Judging the System


Oddly enough, in this era of political polarization both parties seem to agree that there’s plenty wrong with our criminal justice system.  If  they share this view, imagine how deficient the system must be.  Off hand, I can think of any number of issues that  need to be addressed.

  • Should judges be elected or appointed?  We’ve never really made up our minds about that.  Currently either way is problematical.  Should another approach be considered?
  • It’s been demonstrated that if you know the political party identification of a particular judge there’s an excellent chance you can predict how he or she will decide specific cases.  Whatever happened to impartiality?
  • Our criminal courts would be hopelessly jammed were it not for the prevalence of plea bargaining, i.e., the accused admitting to a lesser crime and receiving a sentence less severe.  Is that the way justice was supposed to be handed out?

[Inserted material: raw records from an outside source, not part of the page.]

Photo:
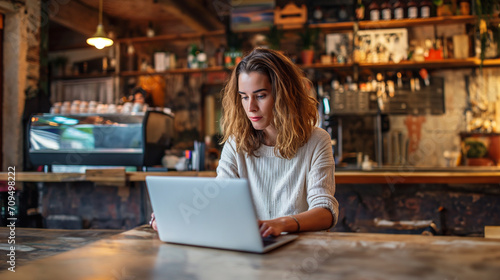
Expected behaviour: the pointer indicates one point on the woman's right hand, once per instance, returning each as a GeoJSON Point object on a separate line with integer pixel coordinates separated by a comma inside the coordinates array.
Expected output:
{"type": "Point", "coordinates": [152, 223]}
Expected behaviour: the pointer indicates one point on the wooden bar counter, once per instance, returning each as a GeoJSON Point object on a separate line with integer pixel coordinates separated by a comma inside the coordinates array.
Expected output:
{"type": "Point", "coordinates": [139, 254]}
{"type": "Point", "coordinates": [376, 176]}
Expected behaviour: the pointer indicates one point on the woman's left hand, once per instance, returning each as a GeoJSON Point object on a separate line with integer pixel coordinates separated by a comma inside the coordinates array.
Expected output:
{"type": "Point", "coordinates": [271, 227]}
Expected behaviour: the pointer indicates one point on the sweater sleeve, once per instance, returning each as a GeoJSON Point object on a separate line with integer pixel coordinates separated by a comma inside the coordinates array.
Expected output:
{"type": "Point", "coordinates": [227, 167]}
{"type": "Point", "coordinates": [321, 179]}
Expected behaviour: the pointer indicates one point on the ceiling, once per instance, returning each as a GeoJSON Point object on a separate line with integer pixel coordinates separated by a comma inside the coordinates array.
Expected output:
{"type": "Point", "coordinates": [77, 19]}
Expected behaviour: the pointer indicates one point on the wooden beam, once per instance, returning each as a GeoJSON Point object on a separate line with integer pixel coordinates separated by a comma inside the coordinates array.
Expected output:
{"type": "Point", "coordinates": [76, 16]}
{"type": "Point", "coordinates": [193, 14]}
{"type": "Point", "coordinates": [7, 7]}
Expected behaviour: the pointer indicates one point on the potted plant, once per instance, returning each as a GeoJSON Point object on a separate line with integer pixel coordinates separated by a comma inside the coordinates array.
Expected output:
{"type": "Point", "coordinates": [484, 12]}
{"type": "Point", "coordinates": [308, 39]}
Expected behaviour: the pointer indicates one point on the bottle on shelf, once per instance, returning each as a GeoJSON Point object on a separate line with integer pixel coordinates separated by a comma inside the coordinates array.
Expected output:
{"type": "Point", "coordinates": [360, 10]}
{"type": "Point", "coordinates": [374, 11]}
{"type": "Point", "coordinates": [465, 7]}
{"type": "Point", "coordinates": [386, 9]}
{"type": "Point", "coordinates": [425, 9]}
{"type": "Point", "coordinates": [398, 9]}
{"type": "Point", "coordinates": [412, 9]}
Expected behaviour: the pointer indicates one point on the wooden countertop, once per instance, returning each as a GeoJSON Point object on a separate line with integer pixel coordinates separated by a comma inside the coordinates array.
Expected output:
{"type": "Point", "coordinates": [341, 177]}
{"type": "Point", "coordinates": [139, 254]}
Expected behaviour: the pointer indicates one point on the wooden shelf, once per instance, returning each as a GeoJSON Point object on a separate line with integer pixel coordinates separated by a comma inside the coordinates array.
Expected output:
{"type": "Point", "coordinates": [168, 37]}
{"type": "Point", "coordinates": [175, 71]}
{"type": "Point", "coordinates": [385, 24]}
{"type": "Point", "coordinates": [335, 66]}
{"type": "Point", "coordinates": [83, 76]}
{"type": "Point", "coordinates": [430, 64]}
{"type": "Point", "coordinates": [337, 26]}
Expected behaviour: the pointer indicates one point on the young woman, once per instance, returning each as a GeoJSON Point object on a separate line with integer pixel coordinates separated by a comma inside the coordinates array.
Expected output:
{"type": "Point", "coordinates": [270, 138]}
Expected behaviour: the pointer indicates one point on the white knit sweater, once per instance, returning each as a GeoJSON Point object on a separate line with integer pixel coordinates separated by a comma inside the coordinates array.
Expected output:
{"type": "Point", "coordinates": [282, 187]}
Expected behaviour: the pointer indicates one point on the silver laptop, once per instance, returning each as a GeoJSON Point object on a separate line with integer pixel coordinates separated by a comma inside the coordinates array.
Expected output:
{"type": "Point", "coordinates": [208, 212]}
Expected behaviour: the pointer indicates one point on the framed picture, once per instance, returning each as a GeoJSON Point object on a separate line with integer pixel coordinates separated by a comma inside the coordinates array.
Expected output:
{"type": "Point", "coordinates": [247, 15]}
{"type": "Point", "coordinates": [382, 46]}
{"type": "Point", "coordinates": [339, 45]}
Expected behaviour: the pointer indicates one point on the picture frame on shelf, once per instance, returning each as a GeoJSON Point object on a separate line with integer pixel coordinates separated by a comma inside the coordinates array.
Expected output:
{"type": "Point", "coordinates": [382, 46]}
{"type": "Point", "coordinates": [252, 14]}
{"type": "Point", "coordinates": [340, 45]}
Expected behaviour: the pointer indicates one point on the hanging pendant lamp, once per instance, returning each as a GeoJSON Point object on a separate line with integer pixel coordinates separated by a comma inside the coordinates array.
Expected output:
{"type": "Point", "coordinates": [100, 40]}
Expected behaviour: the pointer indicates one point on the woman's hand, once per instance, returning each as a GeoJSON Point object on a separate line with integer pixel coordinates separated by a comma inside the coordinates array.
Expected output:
{"type": "Point", "coordinates": [272, 227]}
{"type": "Point", "coordinates": [152, 223]}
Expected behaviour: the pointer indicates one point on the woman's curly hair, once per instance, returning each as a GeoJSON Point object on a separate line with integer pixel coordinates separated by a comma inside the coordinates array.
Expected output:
{"type": "Point", "coordinates": [295, 111]}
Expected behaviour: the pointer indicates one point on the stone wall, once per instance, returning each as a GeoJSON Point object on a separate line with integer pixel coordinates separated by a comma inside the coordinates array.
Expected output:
{"type": "Point", "coordinates": [21, 71]}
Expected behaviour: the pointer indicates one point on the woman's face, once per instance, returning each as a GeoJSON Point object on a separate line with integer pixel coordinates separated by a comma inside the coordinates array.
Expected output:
{"type": "Point", "coordinates": [256, 97]}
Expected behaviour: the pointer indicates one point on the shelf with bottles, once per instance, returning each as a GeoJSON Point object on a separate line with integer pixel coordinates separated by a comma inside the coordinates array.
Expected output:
{"type": "Point", "coordinates": [407, 64]}
{"type": "Point", "coordinates": [168, 37]}
{"type": "Point", "coordinates": [175, 71]}
{"type": "Point", "coordinates": [395, 23]}
{"type": "Point", "coordinates": [84, 76]}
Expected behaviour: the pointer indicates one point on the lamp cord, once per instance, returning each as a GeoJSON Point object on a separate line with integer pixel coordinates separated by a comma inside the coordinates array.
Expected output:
{"type": "Point", "coordinates": [100, 12]}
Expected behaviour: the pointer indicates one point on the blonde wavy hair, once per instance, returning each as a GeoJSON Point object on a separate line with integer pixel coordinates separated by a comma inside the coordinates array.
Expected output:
{"type": "Point", "coordinates": [295, 111]}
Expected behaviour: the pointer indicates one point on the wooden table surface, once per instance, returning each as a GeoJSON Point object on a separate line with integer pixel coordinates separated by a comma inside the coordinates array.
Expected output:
{"type": "Point", "coordinates": [403, 176]}
{"type": "Point", "coordinates": [139, 254]}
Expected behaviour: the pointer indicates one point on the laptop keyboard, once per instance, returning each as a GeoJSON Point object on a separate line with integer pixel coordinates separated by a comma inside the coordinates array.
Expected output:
{"type": "Point", "coordinates": [268, 240]}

  • Get yourself a high priced attorney and you stand a good chance of receiving a lighter sentence or even an acquittal.  Have an “ordinary” lawyer by your side and you will likely not fare as well.  In addition, white collar criminals, when convicted, generally receive lighter sentences than those judged guilty of other crimes.
  •  If you’re poor, consider yourself fortunate if there is an attorney available to take your case.  Legal aid lawyers are often hard to come by, and even when indigent clients obtain one  he or she may be burdened with heavy caseloads, leaving them unable to provide adequate representation.

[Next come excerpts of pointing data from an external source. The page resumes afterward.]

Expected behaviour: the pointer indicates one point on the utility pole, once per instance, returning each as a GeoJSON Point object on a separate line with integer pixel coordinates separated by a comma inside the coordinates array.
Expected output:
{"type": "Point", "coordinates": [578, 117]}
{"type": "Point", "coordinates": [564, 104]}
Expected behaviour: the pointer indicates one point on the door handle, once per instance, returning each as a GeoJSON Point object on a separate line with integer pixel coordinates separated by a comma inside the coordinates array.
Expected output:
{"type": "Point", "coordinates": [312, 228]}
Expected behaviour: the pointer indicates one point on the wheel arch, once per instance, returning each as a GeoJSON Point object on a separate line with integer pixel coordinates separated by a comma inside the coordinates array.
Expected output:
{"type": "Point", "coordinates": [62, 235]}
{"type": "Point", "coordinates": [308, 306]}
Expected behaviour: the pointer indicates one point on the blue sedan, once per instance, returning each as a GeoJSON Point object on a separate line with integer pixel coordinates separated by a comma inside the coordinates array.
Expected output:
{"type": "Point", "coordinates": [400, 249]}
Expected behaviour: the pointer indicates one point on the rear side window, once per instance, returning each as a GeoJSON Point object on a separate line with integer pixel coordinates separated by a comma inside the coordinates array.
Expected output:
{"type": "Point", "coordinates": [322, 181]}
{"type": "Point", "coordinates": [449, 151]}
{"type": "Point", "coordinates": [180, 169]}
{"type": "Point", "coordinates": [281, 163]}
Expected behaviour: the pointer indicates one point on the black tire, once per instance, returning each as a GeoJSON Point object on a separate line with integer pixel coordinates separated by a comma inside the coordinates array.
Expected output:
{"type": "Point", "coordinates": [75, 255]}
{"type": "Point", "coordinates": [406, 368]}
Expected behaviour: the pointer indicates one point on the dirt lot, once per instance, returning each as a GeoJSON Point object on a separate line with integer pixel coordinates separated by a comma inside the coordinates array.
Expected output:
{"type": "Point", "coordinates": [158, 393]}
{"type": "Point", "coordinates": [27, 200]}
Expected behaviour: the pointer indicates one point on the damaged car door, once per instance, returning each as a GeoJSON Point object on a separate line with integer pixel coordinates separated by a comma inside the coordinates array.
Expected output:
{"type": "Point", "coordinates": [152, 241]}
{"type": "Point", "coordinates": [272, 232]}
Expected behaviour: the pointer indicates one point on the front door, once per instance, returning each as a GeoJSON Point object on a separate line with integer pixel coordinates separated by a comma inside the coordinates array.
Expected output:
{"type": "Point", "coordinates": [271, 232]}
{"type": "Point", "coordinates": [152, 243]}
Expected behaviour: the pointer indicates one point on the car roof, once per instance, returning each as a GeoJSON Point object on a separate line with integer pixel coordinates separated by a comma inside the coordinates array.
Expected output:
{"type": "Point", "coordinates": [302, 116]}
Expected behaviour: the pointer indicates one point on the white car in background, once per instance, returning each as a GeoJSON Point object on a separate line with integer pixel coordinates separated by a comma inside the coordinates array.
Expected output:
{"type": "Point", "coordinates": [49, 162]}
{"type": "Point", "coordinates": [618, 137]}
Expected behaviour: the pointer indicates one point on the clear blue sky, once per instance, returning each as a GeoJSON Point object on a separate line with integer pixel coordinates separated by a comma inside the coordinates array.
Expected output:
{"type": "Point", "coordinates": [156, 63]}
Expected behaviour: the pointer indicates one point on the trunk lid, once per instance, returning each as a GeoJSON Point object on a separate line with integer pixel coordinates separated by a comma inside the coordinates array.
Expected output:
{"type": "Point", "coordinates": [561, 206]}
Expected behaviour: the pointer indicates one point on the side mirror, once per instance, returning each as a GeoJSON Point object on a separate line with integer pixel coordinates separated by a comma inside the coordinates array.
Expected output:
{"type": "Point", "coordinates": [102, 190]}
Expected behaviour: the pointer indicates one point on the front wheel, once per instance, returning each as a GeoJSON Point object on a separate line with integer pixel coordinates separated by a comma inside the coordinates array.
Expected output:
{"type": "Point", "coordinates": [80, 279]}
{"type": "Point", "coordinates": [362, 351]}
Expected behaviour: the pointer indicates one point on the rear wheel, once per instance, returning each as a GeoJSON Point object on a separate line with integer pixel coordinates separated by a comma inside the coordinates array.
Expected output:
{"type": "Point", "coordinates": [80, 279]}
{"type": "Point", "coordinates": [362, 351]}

  • More often than we may expect, individuals convicted of capital crimes are later determined to have been innocent.
  • Crime lab errors often lead to improper convictions.  Thousands of rape kits are never examined or evaluated.

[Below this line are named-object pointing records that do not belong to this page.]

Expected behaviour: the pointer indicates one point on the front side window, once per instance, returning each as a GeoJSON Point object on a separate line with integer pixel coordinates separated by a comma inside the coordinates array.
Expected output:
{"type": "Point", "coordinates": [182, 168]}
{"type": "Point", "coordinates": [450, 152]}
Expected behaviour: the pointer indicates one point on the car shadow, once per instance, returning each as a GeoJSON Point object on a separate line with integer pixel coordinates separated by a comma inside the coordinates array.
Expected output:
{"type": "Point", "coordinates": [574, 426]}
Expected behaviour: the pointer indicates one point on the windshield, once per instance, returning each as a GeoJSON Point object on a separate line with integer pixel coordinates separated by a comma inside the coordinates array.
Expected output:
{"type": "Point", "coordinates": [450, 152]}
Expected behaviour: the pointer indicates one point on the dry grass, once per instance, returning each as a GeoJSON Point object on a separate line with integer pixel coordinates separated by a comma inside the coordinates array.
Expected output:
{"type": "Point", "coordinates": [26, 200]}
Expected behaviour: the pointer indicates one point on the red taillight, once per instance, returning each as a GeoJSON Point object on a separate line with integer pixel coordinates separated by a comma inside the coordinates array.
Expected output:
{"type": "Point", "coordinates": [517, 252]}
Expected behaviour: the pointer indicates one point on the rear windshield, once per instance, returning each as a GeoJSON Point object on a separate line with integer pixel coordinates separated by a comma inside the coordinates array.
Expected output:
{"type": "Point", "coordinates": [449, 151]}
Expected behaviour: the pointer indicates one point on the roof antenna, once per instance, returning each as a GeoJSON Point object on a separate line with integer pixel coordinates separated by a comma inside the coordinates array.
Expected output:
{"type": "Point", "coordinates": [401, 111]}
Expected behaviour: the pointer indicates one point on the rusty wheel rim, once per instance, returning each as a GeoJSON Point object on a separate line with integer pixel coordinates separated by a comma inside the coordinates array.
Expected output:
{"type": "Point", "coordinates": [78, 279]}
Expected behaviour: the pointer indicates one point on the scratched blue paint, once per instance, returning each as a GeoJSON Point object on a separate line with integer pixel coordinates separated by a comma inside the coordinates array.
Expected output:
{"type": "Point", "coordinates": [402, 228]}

  • Individuals accused of crimes may well languish for months in jail or even longer before coming to trial.
  • Studies of the decision-making process undertaken by juries are enough to make one wince.
  • Mounting arrests for minor violations and “low level”, especially drug-related crimes, have become a cause for concern across the U. S.
  • Longer jail time and prison sentences for members of certain minority populations have been well documented.
  • Police forces across the U.S (disproportionately white) have been accused of racial insensitivity and of either providing less coverage in minority neighborhoods or of being heavy handed in those locations.
  • American prisons (often for-profit entities) have more prisoners than most any other nation in the world and the overall costs of incarceration across the nation have become extremely burdensome.(some 80 billion dollars.)
  • Too often, jails and prisons are overcrowded, gang infested, over-use solitary confinement and contain large numbers of inmates with severe mental disorders.  Rehabilitation programs, where they exist, have low success rates.
  • Reintegration of former inmates into society and into the workforce remains a major problem.  And obstacles to reacquiring the right to vote after release are many.

Like most Americans, I don’t follow the “ins and outs” of our criminal justice system.  Still, look how lengthy and disturbing is the above list.  Imagine how much broader the indictment if those better acquainted with the system would add to this account.